She scrambled down into the road again and waited eagerly for Mavis to come to her. A few minutes later she saw her coming round the bend in the road and ran forward to meet her. Then she paused in consternation, for in that little figure coming slowly towards her, in the drooping head there was nothing of the conqueror. What could possibly have happened? With outstretched arms she flew towards the sad little figure that advanced so reluctantly.
"Mavis dear, what is the matter? Tell me," she cried, as she held her close. "You won the race--I saw you. Are you hurt? Do tell me, dear!"
Mavis clung passionately to her.
"Oh," she sobbed, "that horrid Margaret Seaton was there--I saw her just as I was coming away. And she saw me and she looked at my dirty frock and she'd got on her best knitted mauve silk. An' she'll tell everybody I ran for seven-and-sixpence! Oh, Nancy, let's go away--let's go home! I _can't_ wait and take the prize in front of everybody looking like a tramp!"
Margaret Seaton, the most snobbish girl in Nestley, here in the hills! And only just before the race they had been comforted by the thought that forest people did not go to the hill Flower Shows. What could possibly have brought her here? Oh, of course! It was the holidays, and she was probably visiting friends in the neighbourhood. But that of all people it should have been Margaret Seaton! Nancy, knowing the girl, and knowing Mavis, was overwhelmed now with the remorse that had been tugging at her conscience while she waited for the race to begin. She hugged Mavis close and stroked her hair.

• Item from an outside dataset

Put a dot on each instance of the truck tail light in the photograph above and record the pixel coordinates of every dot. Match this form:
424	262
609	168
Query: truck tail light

"No, dear, you shan't wait to take the prize. We ought never to have let you go in for the race. Mummy would say it was a dreadful thing for us to let our baby earn the money. Billy and I ought to have thought. If we can't earn it some other way we must go home."
"Oh, but are you sure you and Billy won't hate me? Billy will be so disappointed."
"Yes, but he'll understand--you know he will. I'll explain to him. Don't worry any more, dear. See, we'll sit down here together till your eyes are dry, 'cos you won't want people to see you've been crying; then we'll go."
And so together they sat down on the bank till the storm of tears should have subsided.
What was to happen now, Nancy wondered? The seven-and-sixpence belonged to Mavis, but even if the child should presently change her mind and be willing to go up to receive it, she was determined not to allow her to make the sacrifice. Poor old Billy, how disappointed he would be! She must call him aside and talk things over with him before anything could be decided.
"Look!" whispered Mavis, her voice trembling with agitation, "there's Billy coming along the road! Oh, Nancy, you _will_ explain, won't you?"
Nancy re-assured her and stood up to wave to Billy, who had not yet seen them. He ran forward eagerly, and then he, too, paused as Nancy had done. No need to ask questions; he knew at once that they were still penniless. Poor little Mavis, how sorry she seemed. Ah, but she mustn't be--he must pretend that he, at least, did not care!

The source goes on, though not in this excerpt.